Stress and Hair Loss

We get asked during our consultations, “Does stress cause hair loss?” nearly every single time when prescribing medication for it. Therefore, we decided to answer this question for you as best as we can, and as part of National Stress Awareness Month 2023. 

Stress Hair Loss

Can stress lead to hair loss? The simple answer is yes, it can. But it’s complicated. Stress can trigger or exacerbate three types of hair loss: telogen effluvium, alopecia areata, and trichotillomania. While stress-induced hair loss is often temporary, it is essential to consult a doctor (or us) if it concerns you. Hair loss can be distressing and worrisome, regardless of age or gender, especially when the cause is unknown.

This article will explore how stress can cause hair loss, its symptoms, and potential treatment options.

Why does stress lead to hair loss?

Stress is commonly considered a psychological issue, but it can also impact your body. Chronic stress can result in an excess of stress hormones circulating throughout the body, negatively affecting it and potentially causing hair loss.

What are the typical symptoms?

The symptoms of stress-induced hair loss vary depending on the individual and the type of hair loss experienced. Let’s examine the different types of hair loss caused by stress.

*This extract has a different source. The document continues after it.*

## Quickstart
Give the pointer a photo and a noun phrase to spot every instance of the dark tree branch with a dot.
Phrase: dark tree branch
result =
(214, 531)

Types of stress-induced hair loss

1. Telogen effluvium

Telogen effluvium, the most common type of hair loss caused by stress, occurs when more hairs move from the active growth phase (anagen) to the resting phase (telogen). This leads to an increased amount of hair loss than usual. Stressful experiences can shorten the anagen phase and push more hairs into the telogen phase, making stress a known trigger for this type of hair loss.

2. Alopecia areata

Alopecia areata, another type of hair loss triggered by stress, is believed to be related to the immune system. This condition causes small, coin-sized bald patches across the scalp, face, and body. Stress is considered a trigger that can initiate the symptoms of alopecia areata. One theory suggests that stress hormones affect the immune system, causing immune cells to target hair follicles.

3. Trichotillomania

Trichotillomania, the compulsive urge to pull out one’s hair, can be influenced by stress in some individuals.

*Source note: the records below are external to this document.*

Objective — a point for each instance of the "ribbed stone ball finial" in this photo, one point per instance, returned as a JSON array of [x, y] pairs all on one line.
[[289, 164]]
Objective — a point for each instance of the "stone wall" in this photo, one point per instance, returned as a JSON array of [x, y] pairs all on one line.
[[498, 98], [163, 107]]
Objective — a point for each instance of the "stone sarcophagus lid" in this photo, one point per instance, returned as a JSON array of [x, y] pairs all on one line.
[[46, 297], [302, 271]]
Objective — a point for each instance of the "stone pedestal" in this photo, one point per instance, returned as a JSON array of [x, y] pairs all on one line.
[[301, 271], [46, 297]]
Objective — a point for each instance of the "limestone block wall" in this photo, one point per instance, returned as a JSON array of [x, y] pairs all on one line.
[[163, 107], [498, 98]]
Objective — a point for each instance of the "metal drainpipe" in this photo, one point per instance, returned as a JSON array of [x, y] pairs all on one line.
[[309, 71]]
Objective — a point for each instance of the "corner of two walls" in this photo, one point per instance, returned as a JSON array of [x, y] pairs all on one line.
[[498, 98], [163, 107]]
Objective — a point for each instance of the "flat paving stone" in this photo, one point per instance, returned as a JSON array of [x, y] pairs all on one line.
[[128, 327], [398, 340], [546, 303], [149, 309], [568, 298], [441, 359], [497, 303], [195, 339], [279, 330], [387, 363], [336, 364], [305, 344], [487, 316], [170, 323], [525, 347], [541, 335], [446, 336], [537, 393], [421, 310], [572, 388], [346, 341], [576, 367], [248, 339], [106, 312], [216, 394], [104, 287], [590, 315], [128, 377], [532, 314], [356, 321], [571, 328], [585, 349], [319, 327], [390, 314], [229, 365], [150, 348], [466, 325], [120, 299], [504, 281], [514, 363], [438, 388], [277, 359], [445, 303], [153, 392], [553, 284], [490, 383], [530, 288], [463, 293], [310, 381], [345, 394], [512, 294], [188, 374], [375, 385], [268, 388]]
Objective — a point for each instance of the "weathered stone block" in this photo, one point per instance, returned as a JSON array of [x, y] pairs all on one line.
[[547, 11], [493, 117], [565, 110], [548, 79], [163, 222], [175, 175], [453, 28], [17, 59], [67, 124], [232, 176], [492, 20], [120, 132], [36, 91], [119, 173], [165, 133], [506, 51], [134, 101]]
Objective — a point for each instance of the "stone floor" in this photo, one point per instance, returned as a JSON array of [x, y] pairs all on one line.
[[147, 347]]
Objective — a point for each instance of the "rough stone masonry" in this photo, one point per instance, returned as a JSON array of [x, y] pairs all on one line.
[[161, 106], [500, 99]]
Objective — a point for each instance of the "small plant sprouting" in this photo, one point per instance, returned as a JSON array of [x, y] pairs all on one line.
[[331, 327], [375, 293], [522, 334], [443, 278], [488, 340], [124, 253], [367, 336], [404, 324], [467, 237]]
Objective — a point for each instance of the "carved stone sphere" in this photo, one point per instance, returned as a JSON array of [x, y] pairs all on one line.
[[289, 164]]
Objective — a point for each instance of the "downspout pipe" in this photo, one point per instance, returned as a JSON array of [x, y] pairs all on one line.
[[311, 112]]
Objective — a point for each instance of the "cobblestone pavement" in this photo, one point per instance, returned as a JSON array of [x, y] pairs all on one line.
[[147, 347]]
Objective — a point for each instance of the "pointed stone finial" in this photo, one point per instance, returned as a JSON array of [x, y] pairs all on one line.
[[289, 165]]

Can hair grow back after it is lost?

can stress cause hair loss

In most cases, this type of hair loss is temporary. Telogen effluvium typically resolves within six to nine months, while mild alopecia areata may also experience regrowth.

Treatments for stress-related hair loss

Various treatments are available if hair does not regrow fully or at all.

Minoxidil (Regaine) is a topical treatment applied directly to the scalp to address thinning caused by telogen effluvium.

A range of treatments are available for alopecia areata, including steroid creams, lotions, tablets, injections, dithranol, and immunotherapy.

Psychological therapy, such as cognitive-behavioral therapy (CBT), is considered the most effective treatment for trichotillomania, which is often related to anxiety or obsessive-compulsive behaviour.

Helping you manage Stress

To reduce stress-related hair loss, consider the following management tips:

Identify stressors in your life and act on them
Take control of stressful situations
Exercising regularly greatly reduces stress hormones
Connect with friends, family, and colleagues – regain social connections
Reduce alcohol, smoking, and caffeine consumption
Maintain a healthy, balanced diet

Male Pattern Baldness

The most common cause of hair loss in men and women is androgenetic alopecia, known as male pattern baldness in men and female pattern baldness in women. This type of hair loss affects approximately 50% of men over 50 and 40% of women over 50.

Therefore, you mustn’t confuse genetic hair loss with the stress-induced type, as hair loss is such a common, natural and normal, condition.

We are able to prescribe a treatment for this type of hair loss. Following a consultation online, you’ll be able to select your preferred medicine and our prescribers will assess whether the treatment will be suitable for you.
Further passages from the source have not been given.